Bulgarian St. Stephen Church

Until it was inaugurated in 1849, the Bulgarian Orthodox Christians who were living under the reign of the Ottoman Empire, used to pray at the Phanar Orthodox Patriarchate. However, the Bulgarian nationalist movement in the 19th century decided to separate from them, and as a result of the attempt, the Bulgarian St. Stephen Church was built in the Balat district of Istanbul. The wooden church was first built at the same place as the iron one, but it was nonetheless damaged by a fire. The iron church was built with prefabricated materials due to the poor ground conditions.It was designed by the Istanbul-based Ottoman Armenian architect Hovsep Aznavour in a combination of Neo-Byzantine and Neo-Baroque influences.

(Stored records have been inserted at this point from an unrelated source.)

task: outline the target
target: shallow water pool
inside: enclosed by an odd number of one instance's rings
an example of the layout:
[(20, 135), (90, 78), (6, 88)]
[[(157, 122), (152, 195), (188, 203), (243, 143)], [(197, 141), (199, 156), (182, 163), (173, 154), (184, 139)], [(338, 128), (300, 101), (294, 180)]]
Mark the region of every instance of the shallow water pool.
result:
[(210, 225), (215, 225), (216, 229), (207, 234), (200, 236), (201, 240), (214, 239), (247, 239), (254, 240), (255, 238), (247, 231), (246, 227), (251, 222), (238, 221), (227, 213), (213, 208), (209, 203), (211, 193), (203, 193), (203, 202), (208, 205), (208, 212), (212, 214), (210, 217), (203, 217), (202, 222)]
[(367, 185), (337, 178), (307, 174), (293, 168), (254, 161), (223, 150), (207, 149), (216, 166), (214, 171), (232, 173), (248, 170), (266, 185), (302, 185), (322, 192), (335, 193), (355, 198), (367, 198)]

The Iron Church was the conclusion of 19th-century prefabricated iron church experiments. So many iron churches were built and sent to countries like Australia, Peru, and the Philippines, designed by French engineer Gustave Eiffel, who was also the creator of the Eiffel Tower in the era. It has been known that the weight of the prefabricated elements of the church is 500 tons; they were fabricated in Vienna and transported to Istanbul by sea between 1893 and 1896. The church is one of the survival iron churches that left fron 19th century.